An impoverished family in Africa is unable to afford a 50-cent course of antibiotics to save the life of a child with a simple bacterial infection. Is such a tragedy best described as a case of antimicrobial resistance, the slow-motion health emergency caused by the misuse of lifesaving antibiotics?
For more than a decade, antimicrobial resistance has been framed as a problem of excess. The willy-nilly consumption of antibiotics, scientists said, have rendered the drugs less effective, leading to the unnecessary death of millions, many of them poor.
But as global health officials gathered at the United Nations on Thursday to discuss the challenges posed by antimicrobial resistance, many have been promoting a more expansive understanding of the problem. It’s one based on preventing treatable infections through improved sanitation, higher vaccination rates and increased access to anti-infective drugs in lower-income countries.

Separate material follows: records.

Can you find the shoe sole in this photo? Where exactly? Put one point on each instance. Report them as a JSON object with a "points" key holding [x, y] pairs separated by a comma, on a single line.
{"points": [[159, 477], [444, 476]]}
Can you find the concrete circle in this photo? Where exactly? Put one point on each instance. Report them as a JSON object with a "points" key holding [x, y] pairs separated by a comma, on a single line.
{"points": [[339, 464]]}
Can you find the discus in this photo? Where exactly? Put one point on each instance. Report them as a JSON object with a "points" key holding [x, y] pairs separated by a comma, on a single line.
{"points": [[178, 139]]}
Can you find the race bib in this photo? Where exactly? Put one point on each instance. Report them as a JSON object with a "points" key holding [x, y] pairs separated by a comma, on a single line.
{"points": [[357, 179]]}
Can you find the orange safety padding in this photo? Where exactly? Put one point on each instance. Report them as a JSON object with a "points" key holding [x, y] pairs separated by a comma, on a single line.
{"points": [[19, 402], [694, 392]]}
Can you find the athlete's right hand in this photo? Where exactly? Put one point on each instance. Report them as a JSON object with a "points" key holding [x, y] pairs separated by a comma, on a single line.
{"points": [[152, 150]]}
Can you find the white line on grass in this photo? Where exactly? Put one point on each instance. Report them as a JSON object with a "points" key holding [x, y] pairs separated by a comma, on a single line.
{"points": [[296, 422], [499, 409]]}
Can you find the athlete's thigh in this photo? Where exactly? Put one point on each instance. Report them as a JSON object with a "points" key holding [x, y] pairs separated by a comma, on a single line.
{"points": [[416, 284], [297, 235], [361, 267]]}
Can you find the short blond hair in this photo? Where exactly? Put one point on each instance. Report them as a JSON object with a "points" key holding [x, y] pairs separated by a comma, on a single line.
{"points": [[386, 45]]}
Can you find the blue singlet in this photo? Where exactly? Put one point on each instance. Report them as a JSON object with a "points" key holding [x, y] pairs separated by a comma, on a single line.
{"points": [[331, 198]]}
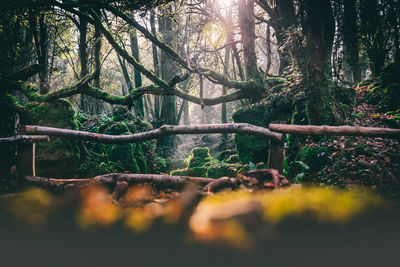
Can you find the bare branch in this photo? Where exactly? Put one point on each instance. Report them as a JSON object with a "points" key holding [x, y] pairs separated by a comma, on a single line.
{"points": [[158, 180], [25, 139], [164, 130], [335, 130]]}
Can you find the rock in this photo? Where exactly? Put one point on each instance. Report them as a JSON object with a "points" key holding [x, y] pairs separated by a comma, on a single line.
{"points": [[60, 157]]}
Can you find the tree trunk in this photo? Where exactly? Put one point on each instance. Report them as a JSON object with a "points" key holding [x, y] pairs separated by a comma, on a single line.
{"points": [[85, 104], [350, 38], [168, 69], [247, 29], [40, 35], [99, 105], [156, 111], [138, 106], [374, 40], [319, 29]]}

“Millions of people around the world have never even taken an antibiotic because they can’t afford them,” said Dr. Ramanan Laxminarayan, an economist and epidemiologist who has been promoting this new approach to antimicrobial resistance, much of it detailed in a recent series of journal articles in The Lancet. “We’re trying to move away from the issue of resistance, which is hard for the public to understand, and more to entitlement, which is that everyone should have access to an effective antibiotic.”
Threading that needle — promoting greater access to antibiotics in some places while seeking to limit their use in others — won’t be easy.
In the eight years since the U.N. held its first high-level meeting on antimicrobial resistance, the world has become increasingly familiar with the threats posed by untreatable infections.